After a while, he removed a volume of the Black File from his suitcases and passed his time studying it: the names and faces and the modus operandi and the long, long lists of crimes of his enemies, the enemies of all civilized people. . . . He told himself this study was useful work, but in fact he just found that the fog of self-righteous loathing that rolled over him whenever he opened the Black File soothed his nerves.

He’d never visited Kingstown Station before. However, the Station’s physical and hierarchical organization was almost identical to that of Angelus Station—as one would expect, since both were designed according to the same principles of efficiency and good order. The two Stations, though they were thousands of miles apart, differed only in that Kingstown’s outer ring of fortifications was rather thicker than Angelus’s, and bristled with a gteater density of barbed wire and machine guns—but of course, this was wild, unsettled country.

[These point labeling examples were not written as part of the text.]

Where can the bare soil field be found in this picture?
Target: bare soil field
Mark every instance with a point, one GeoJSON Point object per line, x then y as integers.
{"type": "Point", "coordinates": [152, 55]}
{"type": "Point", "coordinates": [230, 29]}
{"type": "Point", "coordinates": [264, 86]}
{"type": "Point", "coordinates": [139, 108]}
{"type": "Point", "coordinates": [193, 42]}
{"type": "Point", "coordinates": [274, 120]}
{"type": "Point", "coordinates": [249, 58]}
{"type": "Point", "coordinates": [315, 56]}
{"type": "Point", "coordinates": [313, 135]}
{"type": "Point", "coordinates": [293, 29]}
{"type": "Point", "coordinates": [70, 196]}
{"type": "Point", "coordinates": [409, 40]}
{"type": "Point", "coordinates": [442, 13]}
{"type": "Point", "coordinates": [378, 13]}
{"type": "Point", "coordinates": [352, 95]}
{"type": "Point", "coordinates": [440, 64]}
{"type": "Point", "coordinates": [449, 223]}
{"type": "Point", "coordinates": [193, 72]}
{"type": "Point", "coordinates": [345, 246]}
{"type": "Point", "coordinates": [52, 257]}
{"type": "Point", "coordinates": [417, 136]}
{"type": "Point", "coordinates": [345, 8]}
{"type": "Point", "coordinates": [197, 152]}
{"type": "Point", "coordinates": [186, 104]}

He quickly found his way to the relevant Desk where he was assigned a room and a temporary office, which was identical to the one he’d had back in Angelus.

He waited to be summoned.

They came for him at midnight. Two Privates of the Army of the Kingstown Engine banged on his door, waking him from dreamless sleep. When he answered the door, they turned smartly on their heels and disappeared down an unlit corridor, gesturing for him to follow. He did. Their boots echoed dully down the concrete hallways.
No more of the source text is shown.